2010 is Akira Kurosawa's centennial year and Criterion has already marked the occasion with its monster release of AK 100: 25 Films by Akira Kurosawa (see Dave Kehr's review in the New York Times). On Wednesday, New York's Film Forum opens a four-week 29-film retrospective with a week-long run for Stray Dog (1949).

"Of the 30 movies Kurosawa directed, better than half tell stories of present-day Japan, and a fair number of them, including Stray Dog, rank with his greatest works," writes Terrence Rafferty in the NYT. It's "a kind of police-procedural thriller, in which a young Tokyo homicide detective named Murakami (Toshiro Mifune) roams the crowded streets of the postwar city in search of his stolen gun.... The world of Stray Dog is one in which anything can happen, in which people no longer know with any confidence how to act rightly: a world whose standards of behavior have become dangerously slippery." Among the other films Rafferty considers: No Regrets for Our Youth (1946), Drunken Angel (1948) and High and Low (1963).

More on Stray Dog from Joshua Rothkopf in Time Out New York: "Kurosawa, like the Italians picking through the rubble in The Bicycle Thief, is held rapt by the details of a ruined society rebuilding itself. And still, his movie is wedded to the satisfactions of by-the-book genre plotting - Kurosawa never forgets his audience."

Update, 1/4: Anthony Lane's quick take in the New Yorker.

Updates, 1/6: "His style was a watershed of international influences, borrowing from Soviet kino-punch cutting, Russian novels, and John Ford Westerns," writes Nick Pinkerton in an overview of the series for the Voice. "The cross-cultural formula he created isn't relegated to film history; you can draw a direct line between the battle panoramas of The Seven Samurai to The Wild Bunch to Michael Bay.
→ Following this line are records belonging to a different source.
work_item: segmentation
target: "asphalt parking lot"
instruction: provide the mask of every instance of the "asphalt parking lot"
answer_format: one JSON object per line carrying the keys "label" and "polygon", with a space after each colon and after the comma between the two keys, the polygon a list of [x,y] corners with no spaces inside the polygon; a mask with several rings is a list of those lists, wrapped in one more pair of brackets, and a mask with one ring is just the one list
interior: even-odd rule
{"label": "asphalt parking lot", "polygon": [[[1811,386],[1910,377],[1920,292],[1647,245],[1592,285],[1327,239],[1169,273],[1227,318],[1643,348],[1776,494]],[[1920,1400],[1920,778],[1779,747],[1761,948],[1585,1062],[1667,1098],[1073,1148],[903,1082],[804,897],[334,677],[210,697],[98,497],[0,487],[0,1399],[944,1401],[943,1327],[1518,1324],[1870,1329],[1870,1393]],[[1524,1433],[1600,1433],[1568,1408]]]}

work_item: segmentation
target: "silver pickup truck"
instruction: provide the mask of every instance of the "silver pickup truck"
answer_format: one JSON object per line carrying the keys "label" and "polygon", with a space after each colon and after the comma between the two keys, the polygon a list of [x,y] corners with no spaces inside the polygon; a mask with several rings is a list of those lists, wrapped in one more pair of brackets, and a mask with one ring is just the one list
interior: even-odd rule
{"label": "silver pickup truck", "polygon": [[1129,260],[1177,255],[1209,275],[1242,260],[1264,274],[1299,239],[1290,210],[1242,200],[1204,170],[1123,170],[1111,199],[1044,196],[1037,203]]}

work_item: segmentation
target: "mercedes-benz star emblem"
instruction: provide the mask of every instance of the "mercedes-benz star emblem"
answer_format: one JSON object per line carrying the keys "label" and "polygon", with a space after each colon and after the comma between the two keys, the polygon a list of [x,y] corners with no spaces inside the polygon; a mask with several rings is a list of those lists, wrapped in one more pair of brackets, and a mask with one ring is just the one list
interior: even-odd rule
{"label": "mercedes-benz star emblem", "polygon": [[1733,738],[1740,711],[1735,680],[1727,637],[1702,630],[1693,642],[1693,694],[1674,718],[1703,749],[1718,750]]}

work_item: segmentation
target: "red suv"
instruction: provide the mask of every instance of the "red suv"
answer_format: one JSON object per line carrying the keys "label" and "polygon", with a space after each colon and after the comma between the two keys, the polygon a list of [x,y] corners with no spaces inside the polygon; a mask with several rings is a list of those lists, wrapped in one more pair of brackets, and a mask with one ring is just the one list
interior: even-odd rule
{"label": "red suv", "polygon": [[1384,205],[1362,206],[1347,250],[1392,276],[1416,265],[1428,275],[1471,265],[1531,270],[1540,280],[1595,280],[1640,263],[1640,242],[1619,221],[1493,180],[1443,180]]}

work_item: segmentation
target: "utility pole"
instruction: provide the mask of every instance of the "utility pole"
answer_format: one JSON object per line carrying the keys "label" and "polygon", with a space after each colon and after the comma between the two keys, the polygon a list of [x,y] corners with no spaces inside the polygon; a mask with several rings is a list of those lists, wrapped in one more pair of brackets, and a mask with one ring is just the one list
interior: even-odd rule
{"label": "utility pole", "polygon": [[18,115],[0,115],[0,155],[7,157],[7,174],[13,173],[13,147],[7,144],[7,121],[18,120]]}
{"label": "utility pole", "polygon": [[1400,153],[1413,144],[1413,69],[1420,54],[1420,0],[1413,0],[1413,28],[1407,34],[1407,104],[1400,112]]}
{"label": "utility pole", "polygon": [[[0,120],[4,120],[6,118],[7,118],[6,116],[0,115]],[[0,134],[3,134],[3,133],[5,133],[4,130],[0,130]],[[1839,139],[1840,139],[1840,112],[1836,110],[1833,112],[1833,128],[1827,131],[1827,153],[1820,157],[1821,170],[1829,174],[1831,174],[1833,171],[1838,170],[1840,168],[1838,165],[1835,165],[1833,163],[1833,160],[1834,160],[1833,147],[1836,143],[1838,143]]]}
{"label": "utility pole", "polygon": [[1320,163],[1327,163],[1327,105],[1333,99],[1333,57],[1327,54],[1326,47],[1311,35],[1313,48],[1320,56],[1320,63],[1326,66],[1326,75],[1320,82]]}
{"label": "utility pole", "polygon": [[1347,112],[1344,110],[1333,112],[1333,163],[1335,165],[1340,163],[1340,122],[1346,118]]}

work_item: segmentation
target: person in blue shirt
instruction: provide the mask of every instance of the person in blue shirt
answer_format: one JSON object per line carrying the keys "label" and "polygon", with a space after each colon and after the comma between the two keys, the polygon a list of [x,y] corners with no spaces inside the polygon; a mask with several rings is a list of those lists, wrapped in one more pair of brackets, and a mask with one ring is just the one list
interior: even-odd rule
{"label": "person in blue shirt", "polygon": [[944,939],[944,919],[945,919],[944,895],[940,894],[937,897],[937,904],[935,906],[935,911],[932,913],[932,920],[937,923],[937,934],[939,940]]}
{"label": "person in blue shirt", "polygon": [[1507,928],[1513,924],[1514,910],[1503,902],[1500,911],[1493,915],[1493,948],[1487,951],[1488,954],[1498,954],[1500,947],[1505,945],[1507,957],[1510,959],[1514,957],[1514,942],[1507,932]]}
Approaching 100 if he were still alive, Kurosawa is less towering Shogun and more a sometimes inspired, sometimes lousy filmmaker."

"Like so many other filmmakers in their twilight years (Fellini, Godard, Bergman), an octogenarian Kurosawa took to looking back on his own personal mythology before passing away in 1998." Michael Joshua Rowin for the L: "The final films can be pedantic and mannered, though controversial penultimate statement Rhapsody in August (1991) offers a poignant, lasting metaphorical image of Kurosawa's defiance against a self-destructive, unyielding modern world that once seemed to him so full of promise: an elderly Nagasaki survivor raging against a typical Kurosawan howling storm she takes to be an A-bomb attack, her frail body wielding only a ravaged umbrella against the driving rain."

Update, 1/7: "Kurosawa has gone from preeminent mastery as Japan's best known filmmaker to near obscurity, overshadowed by passing vogues for artier directors like the great Mizoguchi and Ozu and the lesser, in fact minor, Naruse." Armond White in the New York Press: "That's what makes Kurosawa's 1949 police drama Stray Dog the perfect series opener; relatively unknown, it confirms why Kurosawa was, for so long, top dog. Its example should inspire the new decade."

Updates, 1/13: "Perhaps ironically, the earlier films presented characters caught in the swirl of a rapidly shifting society, only to be denied transformation and reconciliation," writes Bilge Ebiri in Moving Image Source. "By contrast, the later films present rigid, unchanging worlds, and suddenly, transformation seems possible, even if it's delusional and tragic."

The L Magazine's Mark Asch: "Society itself is a character in Kurosawa's films, to an extent perhaps rivaled only by Ford: the way people go about building their worlds, their values, and the internal and external threats to them - this is the grand subject to which Kurosawa returns throughout his samurai origin myths and historical revisions, and contemporary crime and medical dramas."

More from Margaret Eby for Interview.

Update, 1/19: R Emmet Sweeeney for TCM on Stray Dog and The Idiot.